In accordance with EITF 98-3, development stage businesses that have not commenced planned principal operations are presumed not to be a business.  Aurelian Resources Inc. (“Aurelian”) was a development stage enterprise, the principal asset of which was the mineral rights associated with the Fruta del Norte (“FDN”) gold project in Ecuador.  At the time of the acquisition of Aurelian, no proven and probable reserves had been declared in respect of the project and construction of commercial scale facilities had not begun.  Without proven and probable reserves the commercial viability and technical feasibility of the project had not been established and it was not known whether the project was capable of operating as a business.  Therefore the acquisition of Aurelian was not accounted for as a business combination, but rather as an asset acquisition.

 

The elements necessary for the transferred set of activities and assets to be considered a business as required by EITF 98-3, paragraph 6 were evaluated at the date of acquisition as follows:

 

Step one — Identification of elements of a business included in the acquisition of Aurelian

 

·                  Inputs — Aurelian had the following input elements at the time of acquisition:

·                  Long-lived assets:

·                  At March 31, 2008 Aurelian had negligible property, plant and equipment.

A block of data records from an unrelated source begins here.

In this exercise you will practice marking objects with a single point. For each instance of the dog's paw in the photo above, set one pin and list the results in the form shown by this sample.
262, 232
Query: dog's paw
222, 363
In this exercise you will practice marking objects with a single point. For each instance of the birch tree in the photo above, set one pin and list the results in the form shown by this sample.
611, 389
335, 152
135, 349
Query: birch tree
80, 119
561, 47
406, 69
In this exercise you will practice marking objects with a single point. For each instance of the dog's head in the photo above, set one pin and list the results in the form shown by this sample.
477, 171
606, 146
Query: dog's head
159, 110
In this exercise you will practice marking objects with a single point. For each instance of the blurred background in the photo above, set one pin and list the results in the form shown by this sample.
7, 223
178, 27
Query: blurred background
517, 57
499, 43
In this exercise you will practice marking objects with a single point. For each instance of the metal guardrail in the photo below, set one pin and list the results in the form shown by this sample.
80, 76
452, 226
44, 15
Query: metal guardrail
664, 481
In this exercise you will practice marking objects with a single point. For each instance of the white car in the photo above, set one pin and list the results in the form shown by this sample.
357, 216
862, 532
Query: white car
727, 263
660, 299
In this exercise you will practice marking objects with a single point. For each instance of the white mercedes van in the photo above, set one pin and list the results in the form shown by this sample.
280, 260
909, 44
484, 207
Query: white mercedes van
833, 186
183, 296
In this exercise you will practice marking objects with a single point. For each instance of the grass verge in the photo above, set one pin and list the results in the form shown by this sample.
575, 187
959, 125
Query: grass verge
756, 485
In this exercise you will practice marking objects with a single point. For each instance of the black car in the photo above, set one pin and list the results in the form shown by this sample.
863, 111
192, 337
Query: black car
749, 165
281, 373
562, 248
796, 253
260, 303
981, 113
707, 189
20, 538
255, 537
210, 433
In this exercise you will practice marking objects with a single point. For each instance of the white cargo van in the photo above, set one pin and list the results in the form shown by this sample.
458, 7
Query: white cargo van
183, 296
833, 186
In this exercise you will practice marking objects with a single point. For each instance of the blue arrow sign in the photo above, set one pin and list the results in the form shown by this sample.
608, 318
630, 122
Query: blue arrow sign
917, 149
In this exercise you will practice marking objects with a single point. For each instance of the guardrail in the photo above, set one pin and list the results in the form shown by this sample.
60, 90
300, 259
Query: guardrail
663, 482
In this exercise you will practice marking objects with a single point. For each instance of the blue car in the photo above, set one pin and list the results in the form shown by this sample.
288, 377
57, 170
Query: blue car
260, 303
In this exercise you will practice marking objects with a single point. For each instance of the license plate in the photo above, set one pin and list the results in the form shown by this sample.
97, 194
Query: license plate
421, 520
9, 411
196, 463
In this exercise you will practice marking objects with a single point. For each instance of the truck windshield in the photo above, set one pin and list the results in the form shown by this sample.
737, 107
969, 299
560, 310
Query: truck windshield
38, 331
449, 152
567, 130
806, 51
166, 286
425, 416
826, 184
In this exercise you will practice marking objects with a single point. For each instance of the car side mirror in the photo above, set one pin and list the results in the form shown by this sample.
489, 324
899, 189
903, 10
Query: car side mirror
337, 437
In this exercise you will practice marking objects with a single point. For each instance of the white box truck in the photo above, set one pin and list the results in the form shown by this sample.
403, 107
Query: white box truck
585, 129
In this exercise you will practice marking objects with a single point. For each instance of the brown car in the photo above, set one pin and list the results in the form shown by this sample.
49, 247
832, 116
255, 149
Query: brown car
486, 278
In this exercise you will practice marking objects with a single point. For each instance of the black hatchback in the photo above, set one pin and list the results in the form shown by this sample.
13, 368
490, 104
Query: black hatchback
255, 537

·                  A feasibility study had not yet been completed to determine the estimated capital expenditures that would have been required to build commercial scale facilities and to establish the economic viability of the project.

·                  Intellectual property — Aurelian had no intellectual property.

·                  The ability to obtain access to necessary material or rights — Aurelian held the mineral rights to the FDN gold project.

·                  Employees — Aurelian had limited employees, primarily to raise capital and to administer and further its exploration activities.

 

·                  Processes — Aurelian had the following systems, standards, protocols, conventions and rules that act to define the processes necessary for normal, self-sustaining operations as an exploration company:

·                  Strategic management processes were in place to allow Aurelian to raise capital and to explore and obtain permits for properties containing precious metals.

·                  Operational processes primarily focused on exploration activities were in place prior to the acquisition date.

·                  Resource management processes, including human resource management, were in place prior to the acquisition date allowing Aurelian to operate as an exploration company.

 

·                  Outputs — Because gold is a commodity with a readily available market, Aurelian had the ability to access customers for its output once its mine began production.  However, as noted above, at the time of the acquisition no outputs had yet been produced and it was not known whether outputs could be economically produced.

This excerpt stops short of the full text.